L’obtention de la qualification passe tout d’abord par le dépôt d’un dossier auprès de l’Anssi. Puis commence la phase d’audit avec l’un des prestataires qualifiés par l’agence (les PASSI), chargés de vérifier la conformité du prétendant. Pour ce référentiel, le nombre de points d’audit peut s’élever à 350, « avec à chaque fois deux ou trois preuves à fournir ». Et contrairement à d’autres processus de qualification, l’audit pour Secnumcloud est un audit exhaustif, qui regarde l’ensemble des exigences du référentiel.

Un souci d’exhaustivité qui explique les délais d’obtention de la qualification. Ce n’est en effet pas forcement évident pour des sociétés de taille parfois réduite type Oodrive et 3DS Outscale : « chez 3DS Outscale on avait une culture très agile et très DevOps à l’origine, qu’on ne retrouve pas forcement dans le référentiel SecnumCloud donc on a dû se transformer. Mais il est difficile de faire comprendre aux équipes qu’on doit mettre en place des systèmes de portiques d’accès contrôlé dignes d’entreprises du CAC 40 alors que tout le monde se connaît », résume ainsi Edouard Camouin.

La question de la souveraineté des données est également une des pierres angulaires du référentiel. « Dans le dépôt de dossier, il y a l’engagement que la société n’est pas soumise à une réglementation extra-européenne. On peut imaginer qu’un acteur comme Microsoft aurait un peu de mal à présenter un dossier », note François Xavier Vincent. La menace du Cloud Act, la loi américaine autorisant les juges à saisir les données sur les serveurs appartenant à des sociétés américaines, vient évidemment à l’esprit.

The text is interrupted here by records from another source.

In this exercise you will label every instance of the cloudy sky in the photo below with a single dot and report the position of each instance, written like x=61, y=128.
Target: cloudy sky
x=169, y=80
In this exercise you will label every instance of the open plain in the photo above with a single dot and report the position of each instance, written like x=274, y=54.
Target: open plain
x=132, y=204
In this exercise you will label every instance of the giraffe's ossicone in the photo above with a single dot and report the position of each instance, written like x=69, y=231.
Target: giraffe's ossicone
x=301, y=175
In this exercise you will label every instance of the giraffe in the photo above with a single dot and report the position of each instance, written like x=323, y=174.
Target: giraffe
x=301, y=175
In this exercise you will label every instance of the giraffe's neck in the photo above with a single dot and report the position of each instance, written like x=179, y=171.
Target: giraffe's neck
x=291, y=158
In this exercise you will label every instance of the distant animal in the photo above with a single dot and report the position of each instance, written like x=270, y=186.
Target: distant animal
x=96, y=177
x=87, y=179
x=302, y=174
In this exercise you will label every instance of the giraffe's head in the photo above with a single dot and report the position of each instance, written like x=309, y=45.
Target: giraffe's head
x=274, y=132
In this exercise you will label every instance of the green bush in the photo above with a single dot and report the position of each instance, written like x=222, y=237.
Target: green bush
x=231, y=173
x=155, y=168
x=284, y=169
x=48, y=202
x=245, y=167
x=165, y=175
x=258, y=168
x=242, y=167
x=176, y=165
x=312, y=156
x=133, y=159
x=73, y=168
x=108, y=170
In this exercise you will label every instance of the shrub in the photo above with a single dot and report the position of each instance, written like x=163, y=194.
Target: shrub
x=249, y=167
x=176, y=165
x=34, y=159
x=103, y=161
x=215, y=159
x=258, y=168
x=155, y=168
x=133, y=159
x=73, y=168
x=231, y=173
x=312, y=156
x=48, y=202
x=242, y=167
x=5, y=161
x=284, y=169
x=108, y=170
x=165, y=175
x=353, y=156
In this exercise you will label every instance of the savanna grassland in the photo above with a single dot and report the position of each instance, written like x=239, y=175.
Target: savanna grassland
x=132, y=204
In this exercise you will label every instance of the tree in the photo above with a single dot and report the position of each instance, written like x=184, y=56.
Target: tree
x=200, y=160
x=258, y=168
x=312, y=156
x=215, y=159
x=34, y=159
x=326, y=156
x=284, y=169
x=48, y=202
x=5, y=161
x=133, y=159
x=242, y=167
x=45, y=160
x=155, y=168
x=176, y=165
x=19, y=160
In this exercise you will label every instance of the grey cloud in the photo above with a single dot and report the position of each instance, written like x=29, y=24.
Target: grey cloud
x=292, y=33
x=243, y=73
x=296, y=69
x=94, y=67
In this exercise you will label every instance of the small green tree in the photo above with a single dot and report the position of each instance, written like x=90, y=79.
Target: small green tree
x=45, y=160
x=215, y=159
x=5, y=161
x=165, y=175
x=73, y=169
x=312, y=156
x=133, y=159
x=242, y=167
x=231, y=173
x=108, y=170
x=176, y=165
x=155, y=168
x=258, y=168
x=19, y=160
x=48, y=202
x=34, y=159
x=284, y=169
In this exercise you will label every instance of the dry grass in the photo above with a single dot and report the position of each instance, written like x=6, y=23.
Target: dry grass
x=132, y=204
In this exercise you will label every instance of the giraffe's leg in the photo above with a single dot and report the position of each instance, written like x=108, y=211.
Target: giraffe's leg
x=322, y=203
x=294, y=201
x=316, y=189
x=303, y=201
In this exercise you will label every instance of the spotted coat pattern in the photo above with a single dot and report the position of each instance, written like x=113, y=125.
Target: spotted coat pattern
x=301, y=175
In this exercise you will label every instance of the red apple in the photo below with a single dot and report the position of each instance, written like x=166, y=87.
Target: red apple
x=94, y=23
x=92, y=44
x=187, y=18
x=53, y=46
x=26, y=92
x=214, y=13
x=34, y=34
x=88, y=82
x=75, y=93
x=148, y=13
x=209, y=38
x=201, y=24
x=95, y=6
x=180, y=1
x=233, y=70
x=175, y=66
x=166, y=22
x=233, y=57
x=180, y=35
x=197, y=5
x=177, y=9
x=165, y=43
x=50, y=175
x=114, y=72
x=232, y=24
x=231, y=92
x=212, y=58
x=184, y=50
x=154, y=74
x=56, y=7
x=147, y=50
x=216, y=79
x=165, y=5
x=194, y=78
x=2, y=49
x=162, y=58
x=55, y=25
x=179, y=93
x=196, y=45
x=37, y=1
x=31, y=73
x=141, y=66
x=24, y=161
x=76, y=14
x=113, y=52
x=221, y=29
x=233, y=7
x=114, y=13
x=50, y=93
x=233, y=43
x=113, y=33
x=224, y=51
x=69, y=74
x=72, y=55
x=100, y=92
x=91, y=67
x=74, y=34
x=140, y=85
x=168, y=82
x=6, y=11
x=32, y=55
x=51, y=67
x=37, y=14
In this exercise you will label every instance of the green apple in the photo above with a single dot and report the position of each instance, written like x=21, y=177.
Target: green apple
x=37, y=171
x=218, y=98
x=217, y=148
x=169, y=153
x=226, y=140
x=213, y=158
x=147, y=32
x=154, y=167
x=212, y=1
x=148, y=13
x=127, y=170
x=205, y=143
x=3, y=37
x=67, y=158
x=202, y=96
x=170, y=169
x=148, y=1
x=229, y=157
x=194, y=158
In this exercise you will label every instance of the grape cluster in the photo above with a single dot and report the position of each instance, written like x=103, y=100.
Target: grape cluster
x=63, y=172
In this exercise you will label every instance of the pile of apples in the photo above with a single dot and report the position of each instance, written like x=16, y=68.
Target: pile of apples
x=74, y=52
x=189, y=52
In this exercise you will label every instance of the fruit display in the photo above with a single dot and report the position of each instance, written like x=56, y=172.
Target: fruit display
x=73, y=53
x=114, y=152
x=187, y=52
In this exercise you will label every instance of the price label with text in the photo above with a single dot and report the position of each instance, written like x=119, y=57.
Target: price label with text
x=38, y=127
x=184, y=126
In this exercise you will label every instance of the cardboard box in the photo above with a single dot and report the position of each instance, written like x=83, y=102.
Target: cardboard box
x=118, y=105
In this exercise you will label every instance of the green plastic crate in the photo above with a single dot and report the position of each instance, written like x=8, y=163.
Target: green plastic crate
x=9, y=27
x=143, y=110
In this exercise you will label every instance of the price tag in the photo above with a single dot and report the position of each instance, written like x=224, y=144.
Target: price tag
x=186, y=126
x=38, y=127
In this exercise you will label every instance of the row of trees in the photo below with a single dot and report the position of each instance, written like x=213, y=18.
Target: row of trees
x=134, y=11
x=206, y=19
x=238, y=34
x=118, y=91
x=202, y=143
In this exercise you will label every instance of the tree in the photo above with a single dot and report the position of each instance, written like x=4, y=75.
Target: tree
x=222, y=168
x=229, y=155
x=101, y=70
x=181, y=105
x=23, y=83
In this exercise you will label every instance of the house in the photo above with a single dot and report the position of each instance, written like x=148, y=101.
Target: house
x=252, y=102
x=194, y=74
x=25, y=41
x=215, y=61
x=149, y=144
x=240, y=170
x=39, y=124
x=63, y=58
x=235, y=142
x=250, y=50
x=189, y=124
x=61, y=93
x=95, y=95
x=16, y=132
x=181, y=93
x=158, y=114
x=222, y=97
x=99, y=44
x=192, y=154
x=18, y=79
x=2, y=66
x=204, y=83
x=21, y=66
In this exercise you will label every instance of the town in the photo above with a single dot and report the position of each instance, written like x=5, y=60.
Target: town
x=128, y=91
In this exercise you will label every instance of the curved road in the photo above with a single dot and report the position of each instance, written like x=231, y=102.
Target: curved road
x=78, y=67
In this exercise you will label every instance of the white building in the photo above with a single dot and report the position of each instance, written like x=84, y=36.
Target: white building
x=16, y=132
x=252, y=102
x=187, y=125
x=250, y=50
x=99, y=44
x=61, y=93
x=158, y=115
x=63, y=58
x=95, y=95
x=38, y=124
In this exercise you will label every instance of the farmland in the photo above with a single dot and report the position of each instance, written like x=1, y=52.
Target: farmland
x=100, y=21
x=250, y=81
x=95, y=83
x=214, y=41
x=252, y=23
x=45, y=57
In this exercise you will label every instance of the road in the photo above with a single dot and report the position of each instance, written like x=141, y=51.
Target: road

Mais les sociétés trouvent des solutions pour faire face à ce type de cas de figure : dans le cas de 3DS Outscale, l’entité française est entièrement séparée de son équivalent américain. « Nous avons choisi de créer deux entités complètement séparées, une société française et une société américaine, avec deux directions différentes pour chaque société », explique Edouard Camouin. Un choix également retenu par OvhCloud, dont la version française a débuté le processus de qualification SecNumCloud.

Viser plus large

Si la question de la souveraineté est essentielle, la version actuelle de la qualification ne vaut que pour la France et « certains marchés réglementaires en Europe », comme l’explique l’Anssi dans son catalogue regroupant l’ensemble des solutions qualifiées. « Ce qu’on aimerait maintenant, c’est que cette qualification soit reconnue au niveau européen et pas uniquement en France », ajoute Edouard Camouin. Un sujet notamment envisagé dans le cadre du récent Cybersecurity Act, qui met en place un cadre de certification européen visant à harmoniser la reconnaissance des certifications et qualifications parmi les différents pays membres.

Adopté au mois de juin 2019, le règlement pose un premier canevas pour la mise en place des schémas de certifications, encadrés par l’Enisa, l’équivalent européen de l’Anssi. Une première pierre qui ouvre la voie à une future certification européenne qui intégrerait SecNumCloud et pourrait permettre aux sociétés qualifiées de prétendre à un équivalent européen.